Officials in Hubei province found that 93,084 people, including 1,678 officials or party members, had additional children, in violation of the policy, according to the Xinhua report. As China’s economy booms and incomes surge, especially in urban areas, the Communist leadership has become concerned that special treatment of the rich and powerful could aggravate mounting social tensions and shake its grip on power . . . .

“There is a concern on the part of [the government] that things are out of control, that rich people and powerful people are violating this: The rich people, they just pay the fines [for breaking the rule] and get away with it,” says Kate Zhou, a professor of political science at the University of Hawaii who has studied the policy.

Prof. Zhou found through her research that for those who can’t afford the fines, the government may still force women to undergo sterilization surgery in addition to confiscating whatever assets they can. “They take your pigs, your water buffalo. They take everything so you have nothing,” she says.
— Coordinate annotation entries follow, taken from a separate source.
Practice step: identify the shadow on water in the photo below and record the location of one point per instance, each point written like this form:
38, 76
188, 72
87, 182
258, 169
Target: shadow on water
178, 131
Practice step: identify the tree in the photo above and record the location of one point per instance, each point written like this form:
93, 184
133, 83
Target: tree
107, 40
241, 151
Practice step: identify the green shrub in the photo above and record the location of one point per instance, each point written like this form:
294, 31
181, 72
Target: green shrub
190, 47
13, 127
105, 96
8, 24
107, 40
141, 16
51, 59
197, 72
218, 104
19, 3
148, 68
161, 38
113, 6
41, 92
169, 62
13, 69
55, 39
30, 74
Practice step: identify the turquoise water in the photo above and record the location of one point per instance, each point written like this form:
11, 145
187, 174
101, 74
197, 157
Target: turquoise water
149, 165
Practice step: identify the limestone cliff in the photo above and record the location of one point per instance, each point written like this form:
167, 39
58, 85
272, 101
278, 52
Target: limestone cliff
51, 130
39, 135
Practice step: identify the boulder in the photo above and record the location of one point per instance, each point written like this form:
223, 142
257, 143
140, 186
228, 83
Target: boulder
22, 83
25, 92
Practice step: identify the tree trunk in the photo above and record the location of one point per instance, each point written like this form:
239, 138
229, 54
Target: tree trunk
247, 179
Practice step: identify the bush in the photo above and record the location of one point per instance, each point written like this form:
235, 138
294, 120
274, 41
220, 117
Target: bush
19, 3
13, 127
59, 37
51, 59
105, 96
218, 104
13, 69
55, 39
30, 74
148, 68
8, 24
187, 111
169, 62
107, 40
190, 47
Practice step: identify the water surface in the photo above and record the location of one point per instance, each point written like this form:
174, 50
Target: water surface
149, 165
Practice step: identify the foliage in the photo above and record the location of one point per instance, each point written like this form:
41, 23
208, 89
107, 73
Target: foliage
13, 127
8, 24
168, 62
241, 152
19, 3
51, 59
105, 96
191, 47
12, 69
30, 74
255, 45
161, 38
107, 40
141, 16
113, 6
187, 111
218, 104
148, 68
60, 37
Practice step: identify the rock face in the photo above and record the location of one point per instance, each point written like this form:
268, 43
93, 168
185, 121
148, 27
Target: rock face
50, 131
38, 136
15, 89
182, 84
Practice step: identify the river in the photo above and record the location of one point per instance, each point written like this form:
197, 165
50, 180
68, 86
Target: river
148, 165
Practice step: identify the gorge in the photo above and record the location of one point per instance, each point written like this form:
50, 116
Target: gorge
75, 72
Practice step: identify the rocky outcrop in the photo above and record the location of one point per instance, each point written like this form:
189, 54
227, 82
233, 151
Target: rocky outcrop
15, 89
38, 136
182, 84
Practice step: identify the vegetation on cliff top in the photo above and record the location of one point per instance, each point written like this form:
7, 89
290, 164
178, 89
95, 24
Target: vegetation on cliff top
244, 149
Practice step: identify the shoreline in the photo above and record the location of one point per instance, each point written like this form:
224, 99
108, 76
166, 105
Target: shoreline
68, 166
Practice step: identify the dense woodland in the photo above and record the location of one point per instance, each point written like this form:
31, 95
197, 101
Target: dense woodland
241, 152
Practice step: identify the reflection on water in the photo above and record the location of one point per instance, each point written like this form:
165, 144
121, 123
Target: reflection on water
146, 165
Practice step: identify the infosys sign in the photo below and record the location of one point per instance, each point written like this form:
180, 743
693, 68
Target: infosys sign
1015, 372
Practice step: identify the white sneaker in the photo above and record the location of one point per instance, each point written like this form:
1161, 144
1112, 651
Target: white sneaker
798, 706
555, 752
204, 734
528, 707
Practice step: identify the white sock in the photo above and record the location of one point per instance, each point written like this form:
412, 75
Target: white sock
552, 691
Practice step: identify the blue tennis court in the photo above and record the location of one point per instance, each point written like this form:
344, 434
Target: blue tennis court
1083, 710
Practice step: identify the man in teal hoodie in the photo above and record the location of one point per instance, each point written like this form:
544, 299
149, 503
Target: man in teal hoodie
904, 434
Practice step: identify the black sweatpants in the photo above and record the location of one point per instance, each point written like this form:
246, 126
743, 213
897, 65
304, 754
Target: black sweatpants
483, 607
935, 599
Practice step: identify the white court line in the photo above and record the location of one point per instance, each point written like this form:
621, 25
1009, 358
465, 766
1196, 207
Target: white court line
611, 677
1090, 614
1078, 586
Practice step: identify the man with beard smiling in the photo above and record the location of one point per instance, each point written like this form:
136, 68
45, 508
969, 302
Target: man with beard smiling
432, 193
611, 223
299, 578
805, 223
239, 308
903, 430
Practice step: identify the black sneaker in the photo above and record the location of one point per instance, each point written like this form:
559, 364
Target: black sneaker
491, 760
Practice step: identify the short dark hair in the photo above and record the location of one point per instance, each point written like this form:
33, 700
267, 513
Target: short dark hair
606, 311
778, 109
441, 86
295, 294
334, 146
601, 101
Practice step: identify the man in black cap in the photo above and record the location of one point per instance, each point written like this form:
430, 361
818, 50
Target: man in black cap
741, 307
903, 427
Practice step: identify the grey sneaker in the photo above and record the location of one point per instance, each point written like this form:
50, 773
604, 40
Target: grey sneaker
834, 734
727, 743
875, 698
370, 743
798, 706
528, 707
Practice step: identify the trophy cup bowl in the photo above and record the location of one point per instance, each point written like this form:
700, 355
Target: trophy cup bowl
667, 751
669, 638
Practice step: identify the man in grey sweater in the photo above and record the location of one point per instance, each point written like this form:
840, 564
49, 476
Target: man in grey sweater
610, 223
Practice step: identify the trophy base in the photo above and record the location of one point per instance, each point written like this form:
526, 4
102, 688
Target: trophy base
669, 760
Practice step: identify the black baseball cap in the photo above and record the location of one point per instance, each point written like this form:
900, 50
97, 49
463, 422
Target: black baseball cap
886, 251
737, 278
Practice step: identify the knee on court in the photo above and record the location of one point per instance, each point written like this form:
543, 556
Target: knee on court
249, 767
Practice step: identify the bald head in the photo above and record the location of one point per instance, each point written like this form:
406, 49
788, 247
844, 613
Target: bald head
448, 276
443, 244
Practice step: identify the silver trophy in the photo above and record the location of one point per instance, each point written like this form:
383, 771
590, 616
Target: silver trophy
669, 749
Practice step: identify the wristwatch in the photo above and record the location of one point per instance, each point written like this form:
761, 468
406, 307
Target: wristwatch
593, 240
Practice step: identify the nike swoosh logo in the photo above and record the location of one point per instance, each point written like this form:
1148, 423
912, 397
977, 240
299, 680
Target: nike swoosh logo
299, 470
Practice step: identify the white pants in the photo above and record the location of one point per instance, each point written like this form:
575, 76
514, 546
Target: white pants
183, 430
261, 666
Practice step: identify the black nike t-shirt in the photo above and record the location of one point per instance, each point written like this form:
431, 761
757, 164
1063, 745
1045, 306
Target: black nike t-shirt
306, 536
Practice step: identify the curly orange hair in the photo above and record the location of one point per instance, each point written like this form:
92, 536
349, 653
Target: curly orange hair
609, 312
Reports still surface of family-planning officials, who are often under intense government pressure to ensure that births in their districts don’t exceed certain quotas, forcing women to have abortions.

Without discussing the morality of the one-child rule, it’s worth reflecting on the enormity of its consequences. Nothing on this scale has been attempted in human history and the societal effects of eliminating the extended family—overnight—are likely to be bigger and more far-reaching than we can imagine.

Consider: A relatively traditional society that, in the course of 40 years, completely atomizes the individual by fiat. There are, literally, no brothers or sisters, no aunts or uncles. People will forget what those relationships even mean. The population, after expanding for hundreds of years, will collapse in size. Each worker will be forced to support two pensioners. The one-child policy is the great under-reported story of our time.

For those interested in getting their arms around the subject, Nick Eberstadt’s 2004 essay “Power and Population in Asia” is an excellent start.